Former acting ATF Director Ken Melson, who had already stepped down from that role but was still working for the department in another capacity, has retired.
The report by the department's office of the inspector general was highly anticipated by both the Obama administration and its critics, and could figure into November's presidential election.
Both sides released statements saying that the report's conclusions backed up their arguments.
Holder said that the conclusions were consistent with what he and other department officials have said all along. Namely, that the flawed strategies dated back to 2006, during the Bush administration, and that the department did not attempt to cover up information or mislead Congress.
House Oversight and Government Reform Committee Chairman Darrell Issa, a leading critic of the administration on this issue, called on President Obama to "step up and provide accountability" for the program.
"The Inspector General's report confirms findings by Congress' investigation of a near total disregard for public safety in Operation Fast and Furious," he said.
"Attorney General Holder has clearly known about these unacceptable failures yet has failed to take appropriate action for over a year and a half," Issa said.

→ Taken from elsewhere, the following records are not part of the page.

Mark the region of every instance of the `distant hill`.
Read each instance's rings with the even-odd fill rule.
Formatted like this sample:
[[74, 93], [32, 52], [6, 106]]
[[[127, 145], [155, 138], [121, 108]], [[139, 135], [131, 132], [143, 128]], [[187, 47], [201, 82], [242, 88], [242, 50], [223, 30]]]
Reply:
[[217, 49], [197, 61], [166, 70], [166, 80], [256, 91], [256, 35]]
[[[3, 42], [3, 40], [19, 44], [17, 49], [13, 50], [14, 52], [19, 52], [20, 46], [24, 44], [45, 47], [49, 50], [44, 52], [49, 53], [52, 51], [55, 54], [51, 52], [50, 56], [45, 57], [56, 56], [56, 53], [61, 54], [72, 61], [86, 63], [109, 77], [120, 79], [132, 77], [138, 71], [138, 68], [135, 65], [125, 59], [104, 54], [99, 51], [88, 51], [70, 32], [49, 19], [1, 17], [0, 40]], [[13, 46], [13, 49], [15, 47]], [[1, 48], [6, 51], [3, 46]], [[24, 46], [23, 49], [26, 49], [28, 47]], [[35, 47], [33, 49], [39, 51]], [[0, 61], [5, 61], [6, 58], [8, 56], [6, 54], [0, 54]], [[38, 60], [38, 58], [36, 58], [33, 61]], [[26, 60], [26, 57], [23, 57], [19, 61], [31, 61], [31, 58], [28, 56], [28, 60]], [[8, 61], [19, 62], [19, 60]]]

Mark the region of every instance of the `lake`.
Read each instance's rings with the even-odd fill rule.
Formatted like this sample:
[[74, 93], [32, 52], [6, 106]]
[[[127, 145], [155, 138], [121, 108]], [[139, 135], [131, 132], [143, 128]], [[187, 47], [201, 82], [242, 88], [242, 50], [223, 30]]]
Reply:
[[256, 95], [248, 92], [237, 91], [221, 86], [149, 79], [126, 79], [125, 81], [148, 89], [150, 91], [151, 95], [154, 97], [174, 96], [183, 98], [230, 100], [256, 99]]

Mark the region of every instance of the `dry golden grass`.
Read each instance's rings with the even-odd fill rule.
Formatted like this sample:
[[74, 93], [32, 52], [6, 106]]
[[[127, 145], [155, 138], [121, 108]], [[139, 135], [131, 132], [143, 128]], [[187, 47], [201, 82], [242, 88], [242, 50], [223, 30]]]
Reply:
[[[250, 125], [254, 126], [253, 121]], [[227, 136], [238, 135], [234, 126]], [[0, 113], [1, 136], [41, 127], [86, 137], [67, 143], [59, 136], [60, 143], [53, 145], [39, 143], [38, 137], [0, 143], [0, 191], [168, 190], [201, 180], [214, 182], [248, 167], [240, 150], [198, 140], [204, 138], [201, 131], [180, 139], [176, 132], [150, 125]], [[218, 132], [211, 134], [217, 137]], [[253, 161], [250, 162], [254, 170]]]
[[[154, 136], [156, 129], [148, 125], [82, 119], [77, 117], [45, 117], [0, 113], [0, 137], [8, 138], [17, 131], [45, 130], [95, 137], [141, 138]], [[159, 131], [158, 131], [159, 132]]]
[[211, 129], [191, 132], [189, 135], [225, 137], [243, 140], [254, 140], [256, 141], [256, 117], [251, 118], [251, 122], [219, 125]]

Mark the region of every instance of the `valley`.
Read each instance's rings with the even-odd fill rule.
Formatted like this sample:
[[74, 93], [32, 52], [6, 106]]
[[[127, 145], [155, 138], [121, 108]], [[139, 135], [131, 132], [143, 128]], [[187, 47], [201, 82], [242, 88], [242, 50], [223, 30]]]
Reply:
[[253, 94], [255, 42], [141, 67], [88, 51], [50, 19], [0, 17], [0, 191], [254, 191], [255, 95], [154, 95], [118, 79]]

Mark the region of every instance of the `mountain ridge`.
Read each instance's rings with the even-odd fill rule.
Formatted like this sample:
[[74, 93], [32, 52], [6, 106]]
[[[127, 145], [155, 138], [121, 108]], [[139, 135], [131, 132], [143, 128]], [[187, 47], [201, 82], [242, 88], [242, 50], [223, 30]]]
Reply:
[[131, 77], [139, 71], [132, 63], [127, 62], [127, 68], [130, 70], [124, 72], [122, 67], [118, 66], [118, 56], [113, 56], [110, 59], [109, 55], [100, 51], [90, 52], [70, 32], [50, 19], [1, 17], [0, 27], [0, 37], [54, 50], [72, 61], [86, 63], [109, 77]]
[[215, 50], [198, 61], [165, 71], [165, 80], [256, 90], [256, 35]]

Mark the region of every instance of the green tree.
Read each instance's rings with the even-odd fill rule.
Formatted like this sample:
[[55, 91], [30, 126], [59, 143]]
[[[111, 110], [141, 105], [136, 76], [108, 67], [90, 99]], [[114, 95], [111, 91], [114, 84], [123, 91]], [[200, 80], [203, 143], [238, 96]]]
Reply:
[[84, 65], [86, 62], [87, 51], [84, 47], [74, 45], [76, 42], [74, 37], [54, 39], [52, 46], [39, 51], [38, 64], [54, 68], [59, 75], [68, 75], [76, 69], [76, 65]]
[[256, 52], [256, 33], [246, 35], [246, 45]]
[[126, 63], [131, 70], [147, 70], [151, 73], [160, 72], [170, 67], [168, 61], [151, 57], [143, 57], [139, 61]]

Holder said the report found the opposite: that the leadership did not know or authorize the tactics.
Holder had said he was awaiting the report to determine what actions to take against individuals involved in the case. Up to now, Holder has promised Congress that such "gun walking" of weapons into Mexico would never again be allowed.
Assistant Attorney General Lanny Breuer acknowledged last November he had learned that guns were allowed to "walk" to Mexico, and apologized for not informing other senior Justice Department officials. A letter from the Justice Department to Sen. Charles Grassley, R-Iowa, which had said no guns were allowed to walk, was later retracted by Justice officials.
A standoff over internal Justice documents erupted after the Obama administration said it was asserting executive privilege in the Fast and Furious case to shield documents that include internal deliberations traditionally protected from outside eyes.
That prompted the House to vote a civil contempt charge against Holder. The vote along party lines was followed by the House taking the contempt issue to court, where it is expected to linger until well after the presidential election.
It marked the first time in U.S. history that the head of the Justice Department has been held in contempt by Congress.
Democrats protested the vote vehemently as being purely political.